# Suggest a good PMP under rs 8000



## gohan89 (Jun 15, 2008)

I want to buy a good MP3 player.it must a atleast 2.5" inch lcd screen,good audio and video playback ,must play variety of formats, must read ebooks,good battery back up,good earphones,either 4 or 8 GB , sturdy , fm recording and good voice recorder, viewing photos,can have apps installed in it .Must be available in kolkata


----------



## napster007 (Jun 15, 2008)

Go for the creative zen. It's available in 2,4,8,16 and now in 32gb variants. It has a 2.5" screen and also boasts a  extra port for a mem card plugin. 

Reviews has shown that its music quality is far better than the ipod nano at present. 

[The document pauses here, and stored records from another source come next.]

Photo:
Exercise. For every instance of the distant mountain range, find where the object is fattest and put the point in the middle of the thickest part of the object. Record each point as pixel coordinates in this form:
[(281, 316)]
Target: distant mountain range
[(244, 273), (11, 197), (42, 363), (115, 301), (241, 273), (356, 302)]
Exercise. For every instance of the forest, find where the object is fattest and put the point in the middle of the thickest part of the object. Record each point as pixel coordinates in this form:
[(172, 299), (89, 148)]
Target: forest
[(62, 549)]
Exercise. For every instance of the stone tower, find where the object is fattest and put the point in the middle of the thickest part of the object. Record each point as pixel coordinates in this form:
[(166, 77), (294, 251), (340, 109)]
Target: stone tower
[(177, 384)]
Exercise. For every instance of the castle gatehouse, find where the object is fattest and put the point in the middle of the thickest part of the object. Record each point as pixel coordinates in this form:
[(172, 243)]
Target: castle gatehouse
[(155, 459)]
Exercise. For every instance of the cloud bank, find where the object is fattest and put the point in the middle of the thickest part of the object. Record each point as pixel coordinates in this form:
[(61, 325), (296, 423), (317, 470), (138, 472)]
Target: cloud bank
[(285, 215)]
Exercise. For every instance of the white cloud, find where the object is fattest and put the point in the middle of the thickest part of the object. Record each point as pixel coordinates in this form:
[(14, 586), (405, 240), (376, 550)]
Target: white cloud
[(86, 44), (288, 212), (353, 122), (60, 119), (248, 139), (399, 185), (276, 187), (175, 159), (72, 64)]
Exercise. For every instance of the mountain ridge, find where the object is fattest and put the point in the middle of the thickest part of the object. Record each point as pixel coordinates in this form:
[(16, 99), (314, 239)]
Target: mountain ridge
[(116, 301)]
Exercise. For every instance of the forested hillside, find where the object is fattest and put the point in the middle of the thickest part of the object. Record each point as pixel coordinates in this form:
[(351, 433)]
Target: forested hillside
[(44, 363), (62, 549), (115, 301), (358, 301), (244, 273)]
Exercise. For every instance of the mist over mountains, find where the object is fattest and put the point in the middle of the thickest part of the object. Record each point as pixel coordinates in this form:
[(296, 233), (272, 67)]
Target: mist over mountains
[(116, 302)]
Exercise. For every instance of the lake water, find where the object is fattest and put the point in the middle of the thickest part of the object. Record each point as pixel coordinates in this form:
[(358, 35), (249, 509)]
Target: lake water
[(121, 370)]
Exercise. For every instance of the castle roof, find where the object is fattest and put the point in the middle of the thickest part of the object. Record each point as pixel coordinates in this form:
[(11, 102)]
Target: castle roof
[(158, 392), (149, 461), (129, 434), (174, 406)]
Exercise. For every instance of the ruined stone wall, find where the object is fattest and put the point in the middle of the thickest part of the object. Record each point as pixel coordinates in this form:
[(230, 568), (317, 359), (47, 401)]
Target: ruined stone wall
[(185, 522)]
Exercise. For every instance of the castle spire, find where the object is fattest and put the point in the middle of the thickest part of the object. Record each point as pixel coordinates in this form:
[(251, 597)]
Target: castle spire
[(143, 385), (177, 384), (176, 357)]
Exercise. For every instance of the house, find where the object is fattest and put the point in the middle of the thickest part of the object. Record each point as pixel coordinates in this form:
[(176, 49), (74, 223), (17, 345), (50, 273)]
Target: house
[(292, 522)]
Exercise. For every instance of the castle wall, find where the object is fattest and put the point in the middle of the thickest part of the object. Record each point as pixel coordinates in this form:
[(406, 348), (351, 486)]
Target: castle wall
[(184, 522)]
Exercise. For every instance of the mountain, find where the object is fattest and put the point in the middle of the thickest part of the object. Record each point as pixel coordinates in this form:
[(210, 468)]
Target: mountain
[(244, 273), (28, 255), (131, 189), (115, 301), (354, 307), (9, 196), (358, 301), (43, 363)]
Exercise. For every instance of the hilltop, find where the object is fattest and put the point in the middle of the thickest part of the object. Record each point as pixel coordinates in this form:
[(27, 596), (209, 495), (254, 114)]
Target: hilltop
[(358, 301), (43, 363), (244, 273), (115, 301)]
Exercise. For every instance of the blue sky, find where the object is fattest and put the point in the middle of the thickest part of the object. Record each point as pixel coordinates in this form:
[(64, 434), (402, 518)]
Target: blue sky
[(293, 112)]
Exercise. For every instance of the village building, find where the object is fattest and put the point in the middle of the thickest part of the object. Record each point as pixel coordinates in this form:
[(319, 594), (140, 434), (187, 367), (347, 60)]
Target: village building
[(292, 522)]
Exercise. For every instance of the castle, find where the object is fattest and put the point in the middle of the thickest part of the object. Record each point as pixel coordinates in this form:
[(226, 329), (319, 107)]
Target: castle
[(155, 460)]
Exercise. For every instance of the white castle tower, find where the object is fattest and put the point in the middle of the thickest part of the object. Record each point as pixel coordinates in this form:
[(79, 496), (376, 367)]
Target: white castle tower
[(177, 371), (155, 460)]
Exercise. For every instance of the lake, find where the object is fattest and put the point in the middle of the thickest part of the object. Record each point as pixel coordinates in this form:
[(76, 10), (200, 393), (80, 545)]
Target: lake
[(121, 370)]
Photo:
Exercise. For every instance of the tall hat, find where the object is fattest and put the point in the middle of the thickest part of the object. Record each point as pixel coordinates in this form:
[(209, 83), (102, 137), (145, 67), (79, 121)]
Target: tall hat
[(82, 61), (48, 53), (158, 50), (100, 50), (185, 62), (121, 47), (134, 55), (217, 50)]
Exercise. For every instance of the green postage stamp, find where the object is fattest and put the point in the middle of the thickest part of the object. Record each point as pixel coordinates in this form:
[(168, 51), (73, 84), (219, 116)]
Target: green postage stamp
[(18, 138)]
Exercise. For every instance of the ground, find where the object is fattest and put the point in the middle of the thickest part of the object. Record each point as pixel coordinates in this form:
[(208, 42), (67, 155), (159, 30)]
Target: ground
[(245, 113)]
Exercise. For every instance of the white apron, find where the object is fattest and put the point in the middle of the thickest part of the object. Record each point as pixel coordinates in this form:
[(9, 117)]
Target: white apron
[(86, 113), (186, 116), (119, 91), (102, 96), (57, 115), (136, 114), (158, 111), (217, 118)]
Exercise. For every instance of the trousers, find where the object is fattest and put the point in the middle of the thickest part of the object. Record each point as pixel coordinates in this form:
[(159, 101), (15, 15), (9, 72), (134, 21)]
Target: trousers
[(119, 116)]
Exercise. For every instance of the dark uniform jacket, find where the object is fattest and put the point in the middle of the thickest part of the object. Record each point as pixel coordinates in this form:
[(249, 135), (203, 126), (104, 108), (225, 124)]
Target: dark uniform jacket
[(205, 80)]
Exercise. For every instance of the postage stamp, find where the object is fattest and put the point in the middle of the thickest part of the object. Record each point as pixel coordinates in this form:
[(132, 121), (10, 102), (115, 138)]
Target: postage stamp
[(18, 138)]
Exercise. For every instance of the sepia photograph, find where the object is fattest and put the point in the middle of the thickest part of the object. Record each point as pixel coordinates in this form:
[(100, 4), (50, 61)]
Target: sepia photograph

Or you can add 1k more and get the creative zen vision M (30gb) giving you more space and style. Its screen is 10x better than the ipod classic!


----------



## genxguy (Jun 15, 2008)

Yes, as Napster suggested go for Creative Zen 8GB will cost 7900 now.


----------



## bikdel (Jun 15, 2008)

cowon d2?


----------



## desiibond (Jun 16, 2008)

1) Creative Zen 8Gb
2) Sandisc Sansa e200 series
3) Cowon D2
4) iriver U10


----------